Software Advice claimed that the figures, based on Centers for Medicare and Medicaid Services data, might be the best around. They at least provide a standard in a market where vendors “use varied criteria to calculate their customer base,” according to the company.

Companies “might count number of users (which could include everyone from physicians to administrative staff), number of medical providers (which could include everyone from physicians to midwives) or number of practices,” Software Advice noted on its website.

Practice Fusion, founded in 2005, claimed in its press release to have doubled both its monthly active user base of medical professionals and its patient population between 2012 and 2013. The company claims to reach “a community of 150,000 medical professionals serving 65 million patients.”

The prospects for the free model that Practice Fusion uses are still up in the air. Doctors might question whether they want ads, unobtrusive as they are at the bottom of the screen, to compete for their attention when they’re entering patient data. Data, by the way, might prove to be the real revenue generator for Practice Fusion. In June the firm launched Insight, an analytics product offering a population-level view of diagnoses, prescribing patterns and other information. It’s a model worth watching. If Facebook and google can build businesses on data, maybe Practice Fusion can, too.
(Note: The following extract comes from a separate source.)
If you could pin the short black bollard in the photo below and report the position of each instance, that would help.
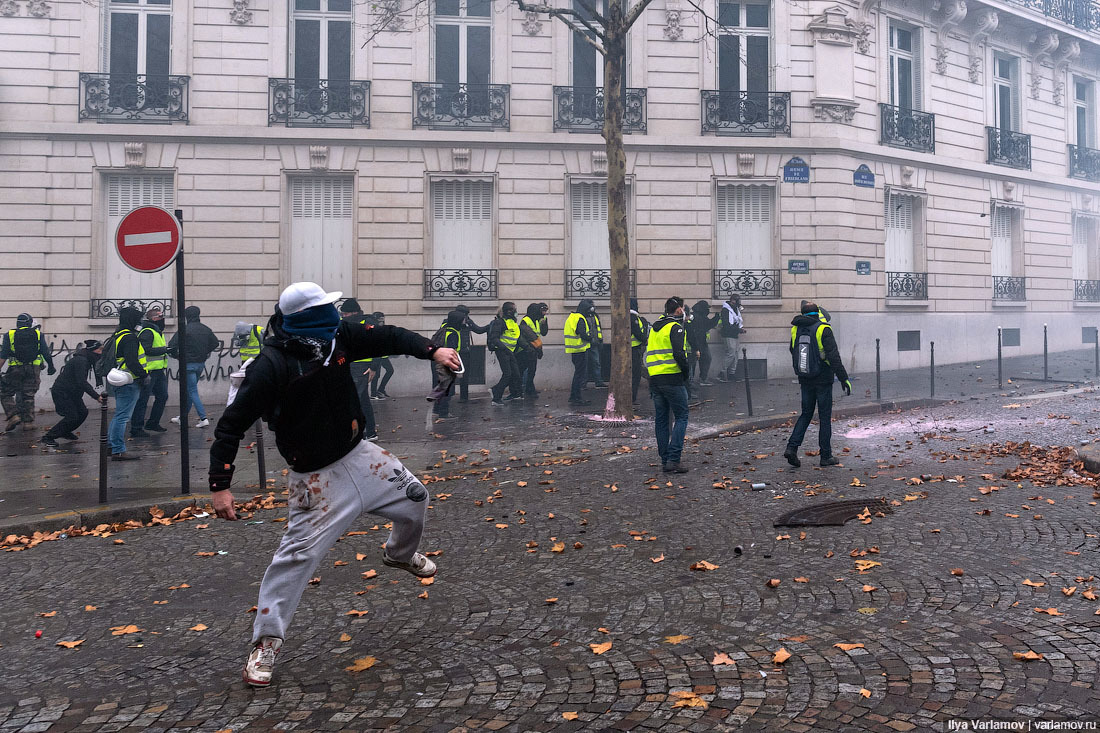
(748, 391)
The SK&A figures show just how fragmented the outpatient EMR/EHR market is. The top 10 vendors accounted for only 64.8 percent of attestations, leaving about 35 percent of the market to the “other” category. By Software Advice’s count, 560 firms logged at least one meaningful use attestation.

Eager to steal share are firms like Irvine, Calif.-based Kareo Inc. It launched its own free, cloud-based EHR in February based on technology acquired from San Mateo, Calif.-based Epocrates Inc. The firm reported in June that 4,000 providers had signed on, with a third of them moving from another EHR.

Of course, ambulatory adoption is only part of the EMR story.

Epic is No. 1 among the nearly 3,000 hospitals that have received federal incentives for using complete electronic records systems, according to Modern Healthcare. The company holds a 19.6 percent share, followed by Computer Programs and Systems Inc. with 15.5 percent, Meditech with 14.1 percent and Cerner with 11 percent. The late-May report was based on numbers from CMS and the Office of the National Coordinator for Health Information Technology.

The inpatient market is far less fragmented than the outpatient space. The top 10 companies control 92 percent of share, according to the report.

No matter how you count share, the EMR space will continue to be hypercompetitive because of the dollars at stake. The market amounted to $20.7 billion in 2012, up 15 percent from 2011, according to the research firm Kalorama Information.